There’s a reason Paul uses the metaphor of marriage with another congregation, this time in Ephesus. Yes, it’s that troublesome “wives, be subject to your husbands” passage in his letter to the Ephesians – and god knows how many bad takes there are on that. But really, what Paul is saying to them – and us – is that to truly be a faith community, this counter-cultural thing, we must work on it and treat it with honor, the way we do our romantic and familial relationships.
We absolutely HAVE to be aware when we’re being selfish, or controlling, or bullying, or withholding.
We have to be willing and ready to do the hard work of reconciliation – of mending and nurturing.
We cannot just apologize and expect that to be the end of it.
We cannot assume good intentions if we don’t back it up with our behavior.
We cannot properly care for each other if we are constantly wondering when we’ll get ours in return.
We cannot grow and change as a community if we continue to prioritize individualism over the communal good.
We cannot in good faith witness the struggles and be good allies if we are measuring a return on investment.

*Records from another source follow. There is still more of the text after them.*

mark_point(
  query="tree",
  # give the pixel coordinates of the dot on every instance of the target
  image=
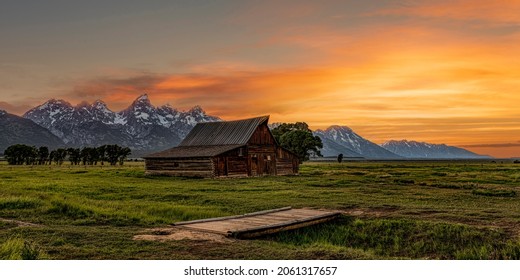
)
(123, 154)
(102, 153)
(43, 155)
(21, 154)
(74, 155)
(298, 138)
(59, 156)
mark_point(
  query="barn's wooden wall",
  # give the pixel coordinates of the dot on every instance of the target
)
(286, 162)
(193, 167)
(232, 163)
(259, 157)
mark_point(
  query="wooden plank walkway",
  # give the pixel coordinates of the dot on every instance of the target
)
(260, 223)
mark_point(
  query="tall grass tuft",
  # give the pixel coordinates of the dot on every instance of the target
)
(19, 249)
(13, 203)
(407, 238)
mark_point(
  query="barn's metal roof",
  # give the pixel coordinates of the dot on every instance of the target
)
(194, 151)
(213, 138)
(223, 133)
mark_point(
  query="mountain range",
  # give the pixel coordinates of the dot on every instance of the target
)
(146, 128)
(422, 150)
(142, 127)
(17, 130)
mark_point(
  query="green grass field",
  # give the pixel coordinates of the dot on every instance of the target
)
(403, 210)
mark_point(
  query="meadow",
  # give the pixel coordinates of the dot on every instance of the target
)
(391, 210)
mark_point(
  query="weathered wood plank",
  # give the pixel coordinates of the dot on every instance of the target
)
(260, 223)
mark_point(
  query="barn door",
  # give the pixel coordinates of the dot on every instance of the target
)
(254, 165)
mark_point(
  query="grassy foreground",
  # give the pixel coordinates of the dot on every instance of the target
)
(418, 210)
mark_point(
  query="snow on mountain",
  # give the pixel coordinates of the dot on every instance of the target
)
(17, 130)
(337, 138)
(141, 126)
(422, 150)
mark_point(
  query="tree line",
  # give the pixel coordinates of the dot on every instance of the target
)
(298, 138)
(20, 154)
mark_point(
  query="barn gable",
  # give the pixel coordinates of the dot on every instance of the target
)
(234, 148)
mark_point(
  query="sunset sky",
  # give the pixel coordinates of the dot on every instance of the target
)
(434, 71)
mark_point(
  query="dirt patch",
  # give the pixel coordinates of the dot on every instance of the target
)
(19, 223)
(178, 233)
(369, 213)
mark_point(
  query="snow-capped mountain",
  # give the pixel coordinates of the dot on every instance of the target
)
(17, 130)
(422, 150)
(341, 139)
(142, 126)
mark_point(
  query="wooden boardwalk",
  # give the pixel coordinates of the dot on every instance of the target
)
(260, 223)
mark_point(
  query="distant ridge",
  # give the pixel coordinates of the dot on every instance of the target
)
(342, 139)
(17, 130)
(142, 127)
(422, 150)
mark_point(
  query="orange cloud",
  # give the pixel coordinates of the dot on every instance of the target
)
(424, 82)
(498, 12)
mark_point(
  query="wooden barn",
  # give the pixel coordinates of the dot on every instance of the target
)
(219, 149)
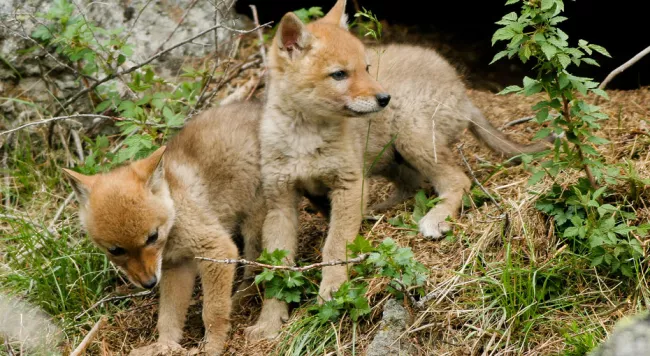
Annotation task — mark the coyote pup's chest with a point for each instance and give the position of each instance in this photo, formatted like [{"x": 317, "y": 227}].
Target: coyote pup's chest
[{"x": 301, "y": 153}]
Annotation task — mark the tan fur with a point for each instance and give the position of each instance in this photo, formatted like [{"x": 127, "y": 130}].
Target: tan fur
[
  {"x": 207, "y": 185},
  {"x": 314, "y": 128}
]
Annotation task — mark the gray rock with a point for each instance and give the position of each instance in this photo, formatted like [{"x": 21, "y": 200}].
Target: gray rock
[
  {"x": 156, "y": 21},
  {"x": 387, "y": 341}
]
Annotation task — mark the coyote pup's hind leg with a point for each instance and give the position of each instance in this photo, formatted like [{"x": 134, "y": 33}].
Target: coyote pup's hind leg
[{"x": 448, "y": 179}]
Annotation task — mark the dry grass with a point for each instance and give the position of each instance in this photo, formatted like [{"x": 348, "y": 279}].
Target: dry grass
[{"x": 464, "y": 319}]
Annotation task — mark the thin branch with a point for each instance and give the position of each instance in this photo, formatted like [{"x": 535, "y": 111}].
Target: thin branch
[
  {"x": 357, "y": 259},
  {"x": 260, "y": 35},
  {"x": 110, "y": 299},
  {"x": 135, "y": 21},
  {"x": 59, "y": 211},
  {"x": 151, "y": 59},
  {"x": 80, "y": 350},
  {"x": 77, "y": 144},
  {"x": 623, "y": 67},
  {"x": 52, "y": 119},
  {"x": 471, "y": 172},
  {"x": 47, "y": 53},
  {"x": 5, "y": 166},
  {"x": 518, "y": 121}
]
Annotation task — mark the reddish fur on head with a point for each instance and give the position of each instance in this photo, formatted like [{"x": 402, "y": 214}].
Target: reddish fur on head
[
  {"x": 122, "y": 209},
  {"x": 304, "y": 60}
]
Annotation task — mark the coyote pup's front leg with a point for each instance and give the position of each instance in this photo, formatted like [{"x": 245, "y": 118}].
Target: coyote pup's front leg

We cannot buddy up to love and say we have love.
Love alone is not enough.
Love must be embodied.
Look. This is hard. You know this faith is hard – it asks much of you. It doesn’t tell you what to believe or how to follow your spiritual path. It encourages you to direct experience and a free and responsible search for truth and meaning. It challenges you to actually affirm and promote dignity, and worth, even to those who cause harm. It calls you to affirm and promote equity and compassion – to all.
And this work – this work I am calling you to today – is hard. It is full of challenges to the very air you breathe. It calls into question how you have been behaving – demanding the impossible, demeaning and criticizing instead of lifting up and helping. It calls into question how you have been thinking about this congregation as services you purchase instead of a way of being together. It calls into question the hurtful and harmful things you say to one another out of your own stress and trauma. It calls into question how you are in relationship to those who are in service to you, who are called to minister to you, and those who form this community.
I have no easy answers.
I cannot wrap this up in a tidy bow for you, sing a joyful song with you, affirm you and lift you up.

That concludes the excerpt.